I agree with CM if your have that much resentment then get out. Your son is old enough to handle a divorce. Don't allow your feelings to be written off, feel them, deal with them and then act on them.


----------



## IsGirl3 (Nov 13, 2012)

are you trying to convince yourself that it's time to leave? there's a reason why your husband doesn't believe that you will leave. have you threatened to leave before? what in the world is holding you back?


----------



## sinnister (Dec 5, 2010)

When a woman is done...she's done. I know virtually nothing about the fairer sex except that they are pretty much done once they're done.
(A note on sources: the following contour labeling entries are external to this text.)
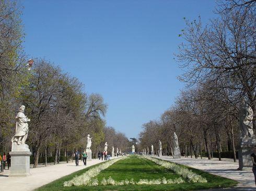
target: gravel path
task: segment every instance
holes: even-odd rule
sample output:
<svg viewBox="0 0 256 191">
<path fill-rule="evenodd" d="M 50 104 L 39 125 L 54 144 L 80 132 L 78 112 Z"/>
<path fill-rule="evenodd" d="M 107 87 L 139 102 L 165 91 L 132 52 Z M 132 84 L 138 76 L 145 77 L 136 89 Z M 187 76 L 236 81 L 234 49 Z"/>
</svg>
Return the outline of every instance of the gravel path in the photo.
<svg viewBox="0 0 256 191">
<path fill-rule="evenodd" d="M 103 161 L 104 160 L 92 159 L 91 161 L 87 161 L 87 165 L 85 166 L 83 161 L 79 160 L 79 166 L 77 167 L 74 162 L 35 169 L 31 168 L 31 175 L 25 177 L 8 177 L 9 171 L 6 170 L 4 173 L 0 174 L 1 189 L 1 190 L 33 190 L 61 177 Z"/>
<path fill-rule="evenodd" d="M 208 160 L 208 158 L 201 159 L 184 157 L 173 159 L 167 156 L 155 157 L 202 170 L 212 174 L 235 180 L 239 183 L 237 186 L 234 188 L 207 190 L 256 190 L 252 171 L 237 170 L 239 166 L 238 162 L 234 162 L 233 159 L 222 159 L 222 161 L 219 161 L 217 158 Z"/>
</svg>

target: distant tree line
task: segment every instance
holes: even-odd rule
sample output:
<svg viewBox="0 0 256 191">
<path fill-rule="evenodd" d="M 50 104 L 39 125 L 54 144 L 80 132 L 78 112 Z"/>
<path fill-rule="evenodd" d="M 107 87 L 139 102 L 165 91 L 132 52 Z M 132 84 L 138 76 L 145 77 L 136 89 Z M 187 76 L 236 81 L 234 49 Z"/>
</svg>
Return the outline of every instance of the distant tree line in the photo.
<svg viewBox="0 0 256 191">
<path fill-rule="evenodd" d="M 107 105 L 100 95 L 86 93 L 77 79 L 45 59 L 34 59 L 28 70 L 19 2 L 0 1 L 0 150 L 11 149 L 21 105 L 31 119 L 26 143 L 34 167 L 39 157 L 45 157 L 46 165 L 48 157 L 54 157 L 56 163 L 61 155 L 71 156 L 76 148 L 85 149 L 88 134 L 95 156 L 103 150 L 105 142 L 111 150 L 112 145 L 126 149 L 125 136 L 106 126 L 102 117 Z"/>
<path fill-rule="evenodd" d="M 205 152 L 230 151 L 234 161 L 240 138 L 239 109 L 243 99 L 253 111 L 255 129 L 255 1 L 218 2 L 216 18 L 203 23 L 190 21 L 179 36 L 184 42 L 176 55 L 185 83 L 175 104 L 159 120 L 143 126 L 141 149 L 153 144 L 173 155 L 173 134 L 183 155 L 195 158 Z M 156 153 L 157 150 L 156 150 Z"/>
</svg>

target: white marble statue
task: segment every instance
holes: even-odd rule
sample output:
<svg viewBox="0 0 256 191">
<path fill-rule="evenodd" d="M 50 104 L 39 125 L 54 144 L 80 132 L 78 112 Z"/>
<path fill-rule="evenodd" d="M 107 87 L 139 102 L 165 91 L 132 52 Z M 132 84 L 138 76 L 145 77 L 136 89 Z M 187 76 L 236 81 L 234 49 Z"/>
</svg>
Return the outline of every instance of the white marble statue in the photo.
<svg viewBox="0 0 256 191">
<path fill-rule="evenodd" d="M 176 133 L 173 134 L 173 146 L 174 149 L 179 148 L 179 143 L 178 143 L 178 136 Z"/>
<path fill-rule="evenodd" d="M 162 156 L 162 143 L 161 143 L 160 140 L 158 142 L 158 145 L 159 146 L 159 157 L 161 157 Z"/>
<path fill-rule="evenodd" d="M 108 145 L 108 145 L 108 143 L 106 142 L 105 143 L 105 146 L 104 147 L 104 151 L 106 151 L 107 150 Z"/>
<path fill-rule="evenodd" d="M 133 145 L 132 146 L 132 152 L 135 152 L 135 147 Z"/>
<path fill-rule="evenodd" d="M 24 114 L 25 110 L 25 106 L 20 106 L 16 117 L 15 135 L 11 138 L 11 143 L 14 145 L 26 145 L 25 142 L 28 137 L 28 122 L 30 121 L 30 120 Z"/>
<path fill-rule="evenodd" d="M 242 133 L 242 137 L 253 137 L 252 119 L 253 112 L 252 109 L 243 100 L 239 110 L 239 126 Z"/>
<path fill-rule="evenodd" d="M 161 143 L 161 142 L 159 141 L 158 142 L 158 145 L 159 146 L 159 150 L 162 150 L 162 143 Z"/>
<path fill-rule="evenodd" d="M 90 137 L 90 135 L 88 134 L 87 135 L 87 144 L 86 145 L 86 149 L 90 150 L 91 146 L 91 138 Z"/>
</svg>

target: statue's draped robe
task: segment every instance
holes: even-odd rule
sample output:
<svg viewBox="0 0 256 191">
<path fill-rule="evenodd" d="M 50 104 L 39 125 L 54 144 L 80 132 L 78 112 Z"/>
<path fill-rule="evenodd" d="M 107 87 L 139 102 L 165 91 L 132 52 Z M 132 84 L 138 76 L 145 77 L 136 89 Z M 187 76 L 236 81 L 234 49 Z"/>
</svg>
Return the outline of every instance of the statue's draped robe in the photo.
<svg viewBox="0 0 256 191">
<path fill-rule="evenodd" d="M 179 147 L 179 144 L 178 143 L 178 137 L 177 135 L 174 135 L 174 148 L 178 148 Z"/>
<path fill-rule="evenodd" d="M 13 143 L 16 143 L 19 145 L 20 143 L 18 143 L 19 137 L 24 136 L 28 133 L 28 124 L 27 117 L 22 112 L 19 112 L 16 117 L 16 127 L 15 135 L 11 139 Z"/>
<path fill-rule="evenodd" d="M 252 109 L 250 107 L 242 106 L 240 108 L 239 114 L 239 126 L 242 132 L 242 136 L 250 137 L 253 136 Z"/>
<path fill-rule="evenodd" d="M 91 138 L 87 137 L 87 145 L 86 148 L 90 149 L 91 146 Z"/>
</svg>

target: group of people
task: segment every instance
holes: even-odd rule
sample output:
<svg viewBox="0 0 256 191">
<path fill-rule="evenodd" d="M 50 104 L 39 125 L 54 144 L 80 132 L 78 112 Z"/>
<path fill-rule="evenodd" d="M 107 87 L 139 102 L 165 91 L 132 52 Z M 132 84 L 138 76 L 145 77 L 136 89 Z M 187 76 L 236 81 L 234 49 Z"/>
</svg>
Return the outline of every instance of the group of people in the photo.
<svg viewBox="0 0 256 191">
<path fill-rule="evenodd" d="M 76 161 L 76 166 L 78 165 L 79 159 L 80 158 L 80 152 L 78 149 L 76 150 L 76 151 L 74 153 L 74 157 Z M 84 150 L 82 154 L 82 157 L 83 158 L 83 162 L 84 162 L 84 165 L 86 165 L 86 159 L 87 159 L 87 153 Z"/>
<path fill-rule="evenodd" d="M 2 160 L 4 161 L 4 169 L 5 169 L 5 167 L 6 164 L 7 164 L 8 170 L 9 170 L 9 168 L 10 167 L 10 155 L 9 152 L 8 152 L 7 156 L 6 156 L 5 152 L 4 152 L 3 158 L 2 157 L 1 155 L 0 155 L 0 161 L 2 161 Z M 0 166 L 2 164 L 0 164 Z"/>
<path fill-rule="evenodd" d="M 103 158 L 104 157 L 104 160 L 110 160 L 110 152 L 107 152 L 107 151 L 102 151 L 101 152 L 99 150 L 98 152 L 98 157 L 99 158 L 99 160 L 101 159 L 101 160 L 103 160 Z"/>
</svg>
OP...try to break it to him firmly but calmly. He may be in denial because he loves you.


----------



## ohno (Jul 11, 2013)

MINUS the 13 year old son and previous separation and paying His way, this sounds A LOT like MY wife when she is in a "hate you" phase. "I told you I hate you that I am done and we are through as a couple". But then there is the "I love you" phase which usually comes after the "hate you" phase by some random period of time not more than a week. That phase goes like, "I really do love you and want to work things out and for us to be a team again." 

I am hoping you are consistent in what you are telling him, sugarbunny. You can tell him either he has to leave or you will leave. The fact that you are still there and papers have not yet been served might give him the idea that things will eventually blow over.


----------